Joseph Sterling. The Age of Adolescence -1959-64

Le présent, neutre en apparence, recèle à profusion des traces du passé que l’on découvre non sans délectation, comme dans un jeu de pistes: la couleur des cheveux des enfants de Margot, le métier de son mari (dont on devine peu à peu, sans que le nom soit mentionné, l’identité), le métier d’anthropologue d’Anita, les propos décousus et désapprobateurs de la mère de celle-ci, à l’hôpital sur son lit de mort :

« Even in her present sunken, hallucinatory state, her mother had recognised her, and gathered her strenght to mutter, « Down the drain ». »

Comme si le temps ne s’était pas écoulé, un reproche implicite relayant un autre, cette séquence d’hôpital est une réplique inversée d’une autre séquence d’hôpital, trente ans plus tôt, lorsqu’Anita est hospitalisée après une opération de l’appendicite et que sa mère vient tous les jours veiller sur elle. En écho à la mort de la mère répond celle, symbolique, de la jeunesse des deux jeunes filles au moment central et décisif où leur histoire bascule à jamais, la maladie inopinée de l’une permettant à l’autre d’être « choisie » par l’homme dont elles sont toutes les deux secrètement amoureuses:

« She had the feeling that her mother was seeing the same thing that she herself could see – Anita unfit, passed over, disregarded, not just by Margot but life. Didn’t her mother feel an angry disappointment that Anita was not the one chosen, the one enfolded by drama and turned into a woman and swept out on such a surge of life ? She would never admit that. »

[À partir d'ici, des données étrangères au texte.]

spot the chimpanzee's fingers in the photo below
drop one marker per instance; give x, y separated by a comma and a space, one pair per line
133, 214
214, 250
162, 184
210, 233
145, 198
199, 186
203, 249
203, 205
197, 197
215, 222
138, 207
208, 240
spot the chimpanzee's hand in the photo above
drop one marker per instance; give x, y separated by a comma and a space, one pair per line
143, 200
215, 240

L’histoire se répète inlassablement, à l’instar de l’adultère du mari de Margot qui rappelle de manière vertigineuse le début sulfureux de leur couple, et donnant l’impression d’une temporalité circulaire (et irrémédiablement figée dans le cas du personnage de Teresa).

Alice Munro

Alice Munro

Plus qu’un lien entre les personnages, le passé est un puissant aimant qui influe sur les trajectoires. De ce fait, Anita et Margot n’ont rien oublié et le récit qu’elles font l’une à l’autre des trente dernières années est traversé par un désir secret de réparation, de retour à ce moment de grâce que fut leur adolescence, malgré les conditions de vie difficiles (les longs trajets dans le froid et la neige pour se rendre au lycée de la ville, l’angoisse d’être prises pour des « bouseuses », la violence du père de Margot etc.).

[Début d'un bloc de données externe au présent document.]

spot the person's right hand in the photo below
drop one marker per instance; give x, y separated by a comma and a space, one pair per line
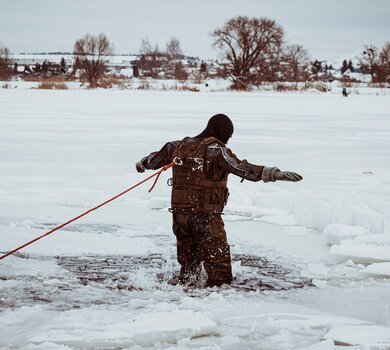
140, 166
287, 176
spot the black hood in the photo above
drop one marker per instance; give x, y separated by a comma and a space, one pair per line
219, 126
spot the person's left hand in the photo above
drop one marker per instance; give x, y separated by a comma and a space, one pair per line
140, 166
287, 176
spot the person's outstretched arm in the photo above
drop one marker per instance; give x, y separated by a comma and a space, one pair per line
247, 171
156, 160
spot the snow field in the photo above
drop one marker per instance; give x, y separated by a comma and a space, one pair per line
65, 151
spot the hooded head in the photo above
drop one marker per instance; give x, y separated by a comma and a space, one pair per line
220, 126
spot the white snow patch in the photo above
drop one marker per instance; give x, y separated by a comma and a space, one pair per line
364, 249
105, 328
380, 269
335, 233
372, 335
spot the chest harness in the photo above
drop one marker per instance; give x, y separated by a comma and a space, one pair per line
194, 189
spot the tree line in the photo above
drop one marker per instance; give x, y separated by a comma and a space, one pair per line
252, 51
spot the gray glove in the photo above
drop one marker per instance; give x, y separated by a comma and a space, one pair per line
287, 176
140, 165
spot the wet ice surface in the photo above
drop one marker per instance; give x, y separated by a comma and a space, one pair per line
310, 259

 « Better moments intervened (…) They could never be deeply unhappy, because they believed something remarkable was bound to happen to them. They could become heroines; love and power of some sort were surely waiting. »

Ainsi, c’est à la suite de la vision aussi fugace que fulgurante d’un homme lui rappelant son béguin d’adolescence qu’Anita, bouleversée, se sépare de son époux et entame enfin les études auxquelles elle se destinait des années plus tôt avant de troquer littéralement son rêve contre celui de son amie, celle-ci ayant eu alors « mieux » à faire. C’est la force d’attraction et de répulsion du passé qui pousse Margot à se déguiser (Wigtime!) pour aller surprendre son mari en compagnie d’une jeune fille et plus tard, à négocier son silence et son pardon contre le confort matériel et une grande maison.

Andrew Wyeth, Christina’s world (1948)

Plus troublant encore est l’aveu que Margot fait de ses visites régulières à Teresa, la première femme de son mari, à l’asile psychiatrique. Personnage du passé que l’on croyait définitivement disparu, Teresa réapparaît à la fin de la nouvelle, presque exactement la même, bavarde et coquette à l’excès. Ressassant indéfiniment l’histoire de son arrivée au Canada sur le bateau des mariées de guerre, Teresa, déçue, mal aimée, trompée a finalement choisi de ne plus descendre. Figée dans une croisière sans fin, elle est inaltérée, comme au premier jour. Margot vient la voir autant par culpabilité mais que mue par un sentiment plus obscur, entre la dépendance affective à ce passé que Teresa, poupée désincarnée et amnésique, symbolise à merveille et la nécessité indispensable de ne pas oublier. De garder présent à l’esprit comment les choses ont commencé et comment elles peuvent encore, sait-on jamais, mal tourner.

 « We’re all on the boat » says Margot. « She (Teresa) thinks we’re on the boat. But she’s the one Reuel is going to meet in Halifax, lucky her ».